The Family Law Amendment (Shared Parental Responsibility) Act 2006 signals a fundamental shift in the approach to parenting disputes following family dissolution, from a legally-informed and ultimately court-based adversarial system to a dispute resolution and conflict management approach using an Australia-wide network of community-based support services. Two important principles incorporated into the 2006 family law reforms are a default position of mothers and fathers sharing the care in ways that permit ongoing meaningful relationships with the children and, in normal circumstances, the resolution of disputes about this position, using dispute resolution processes.

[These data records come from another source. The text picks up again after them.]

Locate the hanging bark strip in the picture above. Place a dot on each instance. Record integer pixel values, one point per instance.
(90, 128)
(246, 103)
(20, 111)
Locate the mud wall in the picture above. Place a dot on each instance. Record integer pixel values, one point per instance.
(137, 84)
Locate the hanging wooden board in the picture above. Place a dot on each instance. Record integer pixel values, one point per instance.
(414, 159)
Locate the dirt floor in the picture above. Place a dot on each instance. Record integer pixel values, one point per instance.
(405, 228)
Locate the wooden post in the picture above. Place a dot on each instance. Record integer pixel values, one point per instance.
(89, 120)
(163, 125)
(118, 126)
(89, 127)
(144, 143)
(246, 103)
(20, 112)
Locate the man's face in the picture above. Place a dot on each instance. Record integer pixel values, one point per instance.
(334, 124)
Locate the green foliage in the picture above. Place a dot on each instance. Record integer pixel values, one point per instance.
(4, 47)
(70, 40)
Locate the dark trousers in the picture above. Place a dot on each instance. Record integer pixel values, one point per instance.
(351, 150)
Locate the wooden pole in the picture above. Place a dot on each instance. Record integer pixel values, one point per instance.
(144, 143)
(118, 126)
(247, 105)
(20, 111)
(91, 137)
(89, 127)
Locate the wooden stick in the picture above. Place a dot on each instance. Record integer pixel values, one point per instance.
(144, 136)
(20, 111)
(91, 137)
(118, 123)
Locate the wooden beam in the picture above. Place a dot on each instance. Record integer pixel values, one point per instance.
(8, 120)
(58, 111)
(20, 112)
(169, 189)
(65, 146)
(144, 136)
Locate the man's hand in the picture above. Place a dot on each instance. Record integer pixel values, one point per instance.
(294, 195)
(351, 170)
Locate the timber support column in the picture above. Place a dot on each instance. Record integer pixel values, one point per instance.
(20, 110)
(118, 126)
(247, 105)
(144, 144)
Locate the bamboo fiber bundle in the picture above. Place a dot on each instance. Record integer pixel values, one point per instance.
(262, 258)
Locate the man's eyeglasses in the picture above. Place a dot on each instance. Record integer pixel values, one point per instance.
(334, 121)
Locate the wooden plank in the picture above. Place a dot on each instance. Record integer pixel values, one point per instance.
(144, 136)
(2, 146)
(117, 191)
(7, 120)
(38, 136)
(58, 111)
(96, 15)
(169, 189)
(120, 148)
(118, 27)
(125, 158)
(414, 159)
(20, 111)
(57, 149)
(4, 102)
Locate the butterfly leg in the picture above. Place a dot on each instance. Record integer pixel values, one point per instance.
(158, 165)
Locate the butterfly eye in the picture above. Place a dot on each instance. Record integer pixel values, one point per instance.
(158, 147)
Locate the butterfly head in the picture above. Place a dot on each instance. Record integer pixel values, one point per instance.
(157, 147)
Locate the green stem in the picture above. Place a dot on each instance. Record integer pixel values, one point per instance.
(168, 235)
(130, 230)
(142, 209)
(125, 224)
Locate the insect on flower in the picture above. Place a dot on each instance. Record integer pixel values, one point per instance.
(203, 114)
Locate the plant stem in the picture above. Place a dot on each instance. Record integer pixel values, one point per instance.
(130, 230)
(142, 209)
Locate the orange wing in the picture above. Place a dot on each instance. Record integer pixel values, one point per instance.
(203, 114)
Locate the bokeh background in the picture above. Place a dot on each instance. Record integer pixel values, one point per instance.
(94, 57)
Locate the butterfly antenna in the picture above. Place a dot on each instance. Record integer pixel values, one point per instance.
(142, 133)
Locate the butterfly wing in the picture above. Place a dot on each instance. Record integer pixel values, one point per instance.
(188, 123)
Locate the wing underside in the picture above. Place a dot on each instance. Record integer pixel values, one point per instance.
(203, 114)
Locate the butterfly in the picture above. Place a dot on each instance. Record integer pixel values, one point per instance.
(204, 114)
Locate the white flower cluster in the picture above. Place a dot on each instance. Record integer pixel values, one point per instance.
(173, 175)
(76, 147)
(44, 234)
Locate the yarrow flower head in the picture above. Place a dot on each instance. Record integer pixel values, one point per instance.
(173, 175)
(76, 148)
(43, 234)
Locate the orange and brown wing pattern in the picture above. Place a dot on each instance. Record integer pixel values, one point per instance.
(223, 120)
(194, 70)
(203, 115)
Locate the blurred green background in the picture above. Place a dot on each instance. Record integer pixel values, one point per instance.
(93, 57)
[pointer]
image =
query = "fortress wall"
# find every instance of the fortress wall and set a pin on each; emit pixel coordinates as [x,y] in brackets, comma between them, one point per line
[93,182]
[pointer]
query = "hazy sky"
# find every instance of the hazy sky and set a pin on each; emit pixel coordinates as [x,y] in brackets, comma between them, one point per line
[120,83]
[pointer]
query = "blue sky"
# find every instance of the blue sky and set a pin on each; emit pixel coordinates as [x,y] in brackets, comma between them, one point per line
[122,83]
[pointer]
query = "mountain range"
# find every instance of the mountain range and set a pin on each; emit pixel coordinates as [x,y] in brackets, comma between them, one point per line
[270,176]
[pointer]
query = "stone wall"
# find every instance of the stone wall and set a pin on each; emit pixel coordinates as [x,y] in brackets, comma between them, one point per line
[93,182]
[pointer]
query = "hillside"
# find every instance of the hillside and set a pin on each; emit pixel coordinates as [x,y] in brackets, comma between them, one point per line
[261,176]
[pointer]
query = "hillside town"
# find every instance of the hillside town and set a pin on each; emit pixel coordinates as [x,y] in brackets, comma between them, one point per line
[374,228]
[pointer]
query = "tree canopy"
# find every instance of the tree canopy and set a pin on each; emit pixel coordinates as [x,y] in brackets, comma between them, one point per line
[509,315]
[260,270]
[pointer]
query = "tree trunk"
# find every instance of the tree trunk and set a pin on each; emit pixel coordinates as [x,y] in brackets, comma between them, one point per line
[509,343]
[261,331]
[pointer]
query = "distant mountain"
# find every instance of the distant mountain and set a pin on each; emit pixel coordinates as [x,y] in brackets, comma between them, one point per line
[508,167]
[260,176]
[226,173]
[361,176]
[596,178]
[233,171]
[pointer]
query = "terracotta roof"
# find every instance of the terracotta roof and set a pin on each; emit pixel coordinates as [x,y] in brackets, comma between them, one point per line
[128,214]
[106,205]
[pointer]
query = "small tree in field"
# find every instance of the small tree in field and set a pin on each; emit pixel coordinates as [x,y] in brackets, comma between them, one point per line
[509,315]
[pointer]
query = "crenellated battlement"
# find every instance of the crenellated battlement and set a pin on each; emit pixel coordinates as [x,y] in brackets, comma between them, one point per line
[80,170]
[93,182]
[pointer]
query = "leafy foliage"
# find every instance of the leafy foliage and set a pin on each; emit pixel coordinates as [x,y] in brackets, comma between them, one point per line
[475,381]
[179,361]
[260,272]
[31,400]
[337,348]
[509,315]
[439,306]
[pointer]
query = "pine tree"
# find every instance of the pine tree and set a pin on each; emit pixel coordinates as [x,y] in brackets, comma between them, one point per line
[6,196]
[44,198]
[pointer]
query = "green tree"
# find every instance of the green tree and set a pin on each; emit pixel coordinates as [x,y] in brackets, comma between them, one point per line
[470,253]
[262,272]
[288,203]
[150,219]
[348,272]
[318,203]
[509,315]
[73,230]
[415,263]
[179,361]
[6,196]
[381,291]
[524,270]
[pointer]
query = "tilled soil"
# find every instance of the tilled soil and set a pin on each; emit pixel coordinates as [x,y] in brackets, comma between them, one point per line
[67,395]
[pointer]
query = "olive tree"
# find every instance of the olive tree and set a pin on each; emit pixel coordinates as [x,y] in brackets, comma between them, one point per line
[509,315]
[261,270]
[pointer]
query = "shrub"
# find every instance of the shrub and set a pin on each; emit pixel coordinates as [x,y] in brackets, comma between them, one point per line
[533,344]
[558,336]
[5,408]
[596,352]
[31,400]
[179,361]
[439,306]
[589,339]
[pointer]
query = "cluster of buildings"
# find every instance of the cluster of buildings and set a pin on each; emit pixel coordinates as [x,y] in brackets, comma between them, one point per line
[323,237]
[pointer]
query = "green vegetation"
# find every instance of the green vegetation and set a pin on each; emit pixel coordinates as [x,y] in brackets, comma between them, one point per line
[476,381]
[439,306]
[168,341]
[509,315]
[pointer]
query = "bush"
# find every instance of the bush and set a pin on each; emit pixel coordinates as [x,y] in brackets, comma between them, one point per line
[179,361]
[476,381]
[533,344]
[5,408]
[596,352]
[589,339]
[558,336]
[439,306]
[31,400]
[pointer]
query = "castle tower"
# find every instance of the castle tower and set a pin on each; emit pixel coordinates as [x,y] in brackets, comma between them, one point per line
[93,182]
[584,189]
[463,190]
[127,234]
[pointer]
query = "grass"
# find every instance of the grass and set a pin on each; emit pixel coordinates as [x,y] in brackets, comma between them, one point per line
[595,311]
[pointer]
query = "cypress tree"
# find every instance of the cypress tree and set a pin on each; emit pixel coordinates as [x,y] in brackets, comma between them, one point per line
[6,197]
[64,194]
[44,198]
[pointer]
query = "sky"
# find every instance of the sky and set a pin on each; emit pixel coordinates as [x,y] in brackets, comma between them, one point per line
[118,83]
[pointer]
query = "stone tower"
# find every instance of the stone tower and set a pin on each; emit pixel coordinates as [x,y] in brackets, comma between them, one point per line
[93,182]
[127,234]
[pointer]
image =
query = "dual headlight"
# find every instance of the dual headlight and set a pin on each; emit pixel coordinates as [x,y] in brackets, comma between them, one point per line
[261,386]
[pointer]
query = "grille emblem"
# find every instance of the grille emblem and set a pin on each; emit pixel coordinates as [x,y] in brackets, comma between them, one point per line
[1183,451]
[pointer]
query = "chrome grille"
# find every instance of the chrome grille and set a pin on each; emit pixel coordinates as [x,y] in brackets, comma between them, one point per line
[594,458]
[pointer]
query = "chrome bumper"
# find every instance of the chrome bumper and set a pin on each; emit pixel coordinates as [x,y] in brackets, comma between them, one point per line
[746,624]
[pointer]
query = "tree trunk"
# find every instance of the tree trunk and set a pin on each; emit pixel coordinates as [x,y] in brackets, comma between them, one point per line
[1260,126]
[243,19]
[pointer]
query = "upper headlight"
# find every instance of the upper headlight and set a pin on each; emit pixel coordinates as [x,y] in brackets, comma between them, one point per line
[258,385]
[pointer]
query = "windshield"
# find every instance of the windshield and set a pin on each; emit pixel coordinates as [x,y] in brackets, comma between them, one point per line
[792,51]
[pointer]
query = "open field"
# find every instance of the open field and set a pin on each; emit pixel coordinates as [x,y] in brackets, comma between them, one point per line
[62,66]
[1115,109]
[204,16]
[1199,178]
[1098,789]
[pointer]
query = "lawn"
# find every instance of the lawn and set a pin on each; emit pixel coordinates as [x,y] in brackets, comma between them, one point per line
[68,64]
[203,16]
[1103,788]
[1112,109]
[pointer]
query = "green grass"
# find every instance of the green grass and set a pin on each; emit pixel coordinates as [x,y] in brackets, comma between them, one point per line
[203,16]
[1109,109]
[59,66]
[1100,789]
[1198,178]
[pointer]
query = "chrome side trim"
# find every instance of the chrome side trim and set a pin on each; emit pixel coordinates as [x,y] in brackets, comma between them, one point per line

The reforms signalled a new recognition of the importance of fathers in children’s development and in family well-being. By emphasising a connection between the child and both parents as a fundamental right of the child, the legislation challenged earlier common practices that tended to see one parent (usually the mother) as the key parent after separation, while according ‘visiting rights’ to the other parent. In addition, by requiring parents, under normal circumstances, to negotiate over their child’s future contact and activities with them (eg by completing a parenting plan for example), the legislation aims to set in place a process that can support any future adjustments that may be necessary. At the same time, the deleterious effect of violent and abusive behaviour, an area in which men are over represented as perpetrators (Scott & Crooks 2004) is also recognised by the legislation. Former partners are not required to attempt to negotiate parenting arrangements where allegations of violence or abuse have been made.